A long straight wire carries a current $I$. A particle at point $P$ having a positive charge $q$ and mass $m$, kept at a distance $x_o$ from the wire, is projected towards it with a speed $v$ as shown in the diagram. Find the minimum separation between the wire and the particle.

$($Magnetic field due to wire is $\overrightarrow{B})$

• A. $x=x_o{e}^{-\left(\frac{mv}{{\mu }_{o}I}\right)}$
• B. $x=x_o{e}^{-\left(\frac{mv}{{\mu }_{o}qI}\right)}$
• C. $x=x_o{e}^{-\left(\frac{2\pi }{{\mu }_{o}I}\right)}$
• D. $x=x_o{e}^{-\left(\frac{2\pi mv}{{\mu }_{o}qI}\right)}$

Answer 1

The correct option is D $x=x_o{e}^{-\left(\frac{2\pi mv}{{\mu }_{o}qI}\right)}$


As there is no component of initial velocity along $Z-$direction, hence, the motion of the particle will take place only in the $XY-$ plane.

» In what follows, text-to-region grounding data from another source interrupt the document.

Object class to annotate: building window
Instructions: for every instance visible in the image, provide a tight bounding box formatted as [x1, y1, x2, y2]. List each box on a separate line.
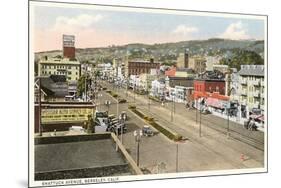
[76, 72, 78, 75]
[68, 66, 71, 69]
[49, 71, 51, 74]
[68, 77, 71, 80]
[42, 71, 44, 74]
[68, 71, 72, 75]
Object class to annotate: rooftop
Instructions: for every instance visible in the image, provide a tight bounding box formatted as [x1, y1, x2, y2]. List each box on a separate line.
[35, 134, 132, 180]
[39, 56, 80, 65]
[37, 75, 68, 97]
[35, 139, 127, 173]
[239, 65, 264, 76]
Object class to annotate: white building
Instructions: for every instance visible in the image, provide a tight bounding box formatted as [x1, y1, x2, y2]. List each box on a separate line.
[238, 65, 265, 117]
[150, 80, 166, 98]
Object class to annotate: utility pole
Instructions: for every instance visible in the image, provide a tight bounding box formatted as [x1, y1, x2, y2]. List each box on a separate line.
[173, 97, 176, 115]
[120, 119, 124, 144]
[38, 78, 42, 136]
[196, 100, 198, 124]
[115, 126, 119, 151]
[147, 80, 150, 111]
[170, 97, 174, 122]
[227, 108, 230, 138]
[126, 77, 128, 97]
[134, 82, 136, 103]
[199, 104, 202, 137]
[134, 130, 142, 166]
[84, 76, 87, 102]
[176, 143, 179, 172]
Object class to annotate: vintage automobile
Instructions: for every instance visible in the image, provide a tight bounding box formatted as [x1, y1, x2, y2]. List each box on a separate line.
[142, 125, 154, 137]
[118, 98, 127, 103]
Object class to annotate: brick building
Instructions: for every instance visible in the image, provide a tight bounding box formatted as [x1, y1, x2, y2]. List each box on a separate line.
[125, 59, 160, 77]
[193, 79, 226, 99]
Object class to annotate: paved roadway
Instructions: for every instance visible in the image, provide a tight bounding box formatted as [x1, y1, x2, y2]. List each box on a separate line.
[94, 81, 264, 173]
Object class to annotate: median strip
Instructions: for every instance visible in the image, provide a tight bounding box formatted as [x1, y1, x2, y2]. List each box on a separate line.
[128, 105, 182, 141]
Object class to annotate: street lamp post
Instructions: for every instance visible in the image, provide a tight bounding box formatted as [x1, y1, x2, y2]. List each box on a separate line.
[120, 118, 126, 144]
[176, 143, 179, 172]
[126, 77, 129, 97]
[199, 103, 202, 137]
[147, 80, 150, 111]
[227, 108, 230, 138]
[84, 76, 87, 102]
[116, 85, 119, 119]
[196, 99, 198, 124]
[134, 130, 143, 166]
[134, 82, 136, 103]
[105, 100, 111, 112]
[38, 78, 42, 136]
[115, 126, 119, 151]
[170, 96, 174, 122]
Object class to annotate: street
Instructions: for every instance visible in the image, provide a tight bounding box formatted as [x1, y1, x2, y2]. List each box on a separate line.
[94, 80, 264, 173]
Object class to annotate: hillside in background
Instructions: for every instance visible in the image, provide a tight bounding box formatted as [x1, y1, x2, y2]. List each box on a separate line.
[35, 38, 264, 70]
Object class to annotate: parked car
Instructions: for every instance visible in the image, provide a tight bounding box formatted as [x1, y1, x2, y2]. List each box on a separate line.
[142, 125, 154, 136]
[201, 108, 211, 115]
[109, 122, 127, 134]
[118, 98, 127, 103]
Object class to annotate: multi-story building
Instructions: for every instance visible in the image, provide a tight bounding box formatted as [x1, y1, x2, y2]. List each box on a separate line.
[38, 56, 81, 81]
[205, 56, 222, 71]
[177, 50, 189, 68]
[189, 56, 207, 73]
[125, 59, 160, 77]
[193, 70, 226, 99]
[139, 73, 158, 91]
[38, 35, 81, 81]
[238, 65, 265, 113]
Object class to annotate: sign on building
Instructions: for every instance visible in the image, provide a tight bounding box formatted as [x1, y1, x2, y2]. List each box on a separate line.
[41, 108, 94, 124]
[63, 34, 75, 47]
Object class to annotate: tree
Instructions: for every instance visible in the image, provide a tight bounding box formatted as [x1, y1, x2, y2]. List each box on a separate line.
[220, 49, 264, 70]
[77, 74, 89, 97]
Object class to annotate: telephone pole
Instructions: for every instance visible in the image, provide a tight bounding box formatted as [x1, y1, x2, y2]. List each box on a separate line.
[38, 78, 42, 136]
[176, 143, 179, 172]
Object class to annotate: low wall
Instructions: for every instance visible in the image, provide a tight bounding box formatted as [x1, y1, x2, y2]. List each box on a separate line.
[35, 133, 111, 145]
[111, 133, 143, 175]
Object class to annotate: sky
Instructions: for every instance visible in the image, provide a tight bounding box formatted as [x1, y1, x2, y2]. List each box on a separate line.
[31, 4, 265, 52]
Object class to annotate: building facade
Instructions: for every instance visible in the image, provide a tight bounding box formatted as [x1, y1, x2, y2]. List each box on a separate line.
[177, 51, 189, 68]
[193, 79, 226, 98]
[189, 56, 207, 73]
[238, 65, 265, 112]
[38, 56, 81, 81]
[38, 35, 81, 81]
[125, 59, 160, 77]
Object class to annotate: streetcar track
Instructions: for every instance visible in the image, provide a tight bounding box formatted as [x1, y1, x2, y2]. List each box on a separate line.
[105, 83, 264, 151]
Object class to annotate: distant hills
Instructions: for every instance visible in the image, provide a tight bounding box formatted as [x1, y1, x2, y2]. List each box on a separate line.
[35, 38, 264, 66]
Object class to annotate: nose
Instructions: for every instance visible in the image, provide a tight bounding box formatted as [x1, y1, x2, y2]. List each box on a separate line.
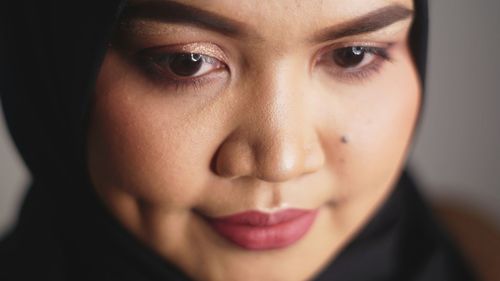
[214, 67, 325, 182]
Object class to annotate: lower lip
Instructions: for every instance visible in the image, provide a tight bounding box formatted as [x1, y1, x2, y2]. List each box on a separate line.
[206, 209, 319, 250]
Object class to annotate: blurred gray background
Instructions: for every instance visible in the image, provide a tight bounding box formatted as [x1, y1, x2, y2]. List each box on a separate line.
[1, 0, 499, 236]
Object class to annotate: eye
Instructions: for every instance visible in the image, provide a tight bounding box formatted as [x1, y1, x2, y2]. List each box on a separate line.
[332, 47, 373, 68]
[331, 46, 389, 69]
[151, 52, 225, 79]
[317, 44, 392, 82]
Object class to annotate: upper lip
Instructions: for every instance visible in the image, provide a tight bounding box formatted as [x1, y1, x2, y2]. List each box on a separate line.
[206, 208, 314, 227]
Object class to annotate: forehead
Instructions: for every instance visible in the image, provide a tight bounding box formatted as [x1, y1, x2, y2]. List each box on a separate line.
[126, 0, 415, 49]
[130, 0, 414, 27]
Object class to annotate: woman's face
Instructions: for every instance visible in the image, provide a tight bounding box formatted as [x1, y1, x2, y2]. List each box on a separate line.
[88, 0, 418, 280]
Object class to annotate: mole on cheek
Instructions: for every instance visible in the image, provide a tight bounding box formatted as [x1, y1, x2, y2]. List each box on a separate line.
[341, 135, 349, 144]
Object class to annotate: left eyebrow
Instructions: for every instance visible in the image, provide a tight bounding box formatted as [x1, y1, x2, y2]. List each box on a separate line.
[119, 0, 253, 38]
[310, 4, 414, 43]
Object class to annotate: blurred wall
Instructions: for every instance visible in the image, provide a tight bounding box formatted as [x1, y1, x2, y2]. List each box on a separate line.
[1, 0, 499, 236]
[409, 0, 500, 226]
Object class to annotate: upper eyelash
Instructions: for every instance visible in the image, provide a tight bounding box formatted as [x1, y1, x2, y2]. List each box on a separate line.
[317, 45, 394, 83]
[136, 52, 227, 91]
[363, 47, 391, 61]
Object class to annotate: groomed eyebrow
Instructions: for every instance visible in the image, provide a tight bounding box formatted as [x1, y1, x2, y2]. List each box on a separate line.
[120, 0, 250, 37]
[121, 1, 413, 42]
[310, 5, 414, 42]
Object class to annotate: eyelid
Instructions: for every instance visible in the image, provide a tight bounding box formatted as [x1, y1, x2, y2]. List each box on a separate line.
[134, 43, 231, 93]
[149, 42, 229, 64]
[314, 41, 393, 62]
[312, 41, 396, 83]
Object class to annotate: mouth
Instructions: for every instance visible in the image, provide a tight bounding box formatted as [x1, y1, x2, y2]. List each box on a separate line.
[204, 208, 319, 250]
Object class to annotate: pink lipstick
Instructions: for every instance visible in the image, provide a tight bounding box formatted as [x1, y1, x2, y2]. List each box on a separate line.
[206, 208, 319, 250]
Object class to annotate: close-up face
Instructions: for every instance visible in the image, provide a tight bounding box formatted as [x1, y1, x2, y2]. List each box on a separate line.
[87, 0, 419, 280]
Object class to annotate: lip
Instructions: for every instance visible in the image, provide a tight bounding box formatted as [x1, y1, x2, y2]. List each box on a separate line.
[205, 208, 319, 250]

The force acting on the particle is,

$\overrightarrow{F}=q(\overrightarrow{v}\times \overrightarrow{B})=q(v_x\hat{i}+v_y\hat{j})\times \left(\frac{{\mu }_{o}I}{2\pi x}\hat{k}\right)$

$\therefore \overrightarrow{F}=q{v}_y\frac{{\mu }_{o}I}{2\pi x}\hat{i}-q{v}_x\frac{{\mu }_{o}I}{2\pi x}\hat{j}$

Now, acceleration along $X-$axis,

$a_x=\frac{F_x}{m}=\frac{{\mu }_{o}qI}{2\pi m}\frac{v_y}{x}=\lambda \frac{v_y}{x}...\left(i\right)$

Here, $\lambda =\frac{{\mu }_{o}qI}{2\pi m}=$ constant

As, $a_x=\frac{v_{x}d{v}_x}{dx}...\left(ii\right)$

Also, $v_x^2+v_y^2=v^2$

After differentiating with respect to time, we get,

$v_{x}d{v}_x=-v_{y}d{v}_y.....\left(iii\right)$

From equations $\left(i\right)$ and $\left(ii\right)$, we get,

$\lambda \frac{v_y}{x}=\frac{v_{x}d{v}_x}{dx}$

$\therefore v_{x}d{v}_x=\frac{\lambda v_{y}dx}{x}....\left(iv\right)$

From $\left(iii\right)$ and $\left(iv\right)$, we get,

$\frac{\lambda v_{y}dx}{x}=-v_{y}d{v}_y$

$\frac{dx}{x}=-\frac{d{v}_y}{\lambda }.....\left(v\right)$

Initially, $x=x_o$ and $v_y=0$.

Also, at minimum separation of the particle from the wire, $v_x=0$, so, $v_y=v$

Integrating equation $\left(v\right)$ using above limiting conditions, we get

${\int }_{x_o}^x\frac{dx}{x}={\int }_0^v-\frac{d{v}_y}{\lambda }$

$\Rightarrow \ln \frac{x}{x_o}=-\frac{v}{\lambda }$

Putting, $\lambda =\frac{{\mu }_{o}qI}{2\pi m}$

$\Rightarrow \ln \frac{x}{x_o}=-\frac{2\pi vm}{{\mu }_{o}qI}$

$\therefore x=x_o{e}^{-\left(\frac{2\pi mv}{{\mu }_{o}qI}\right)}$

Hence, option $\left(D\right)$ is the correct answer.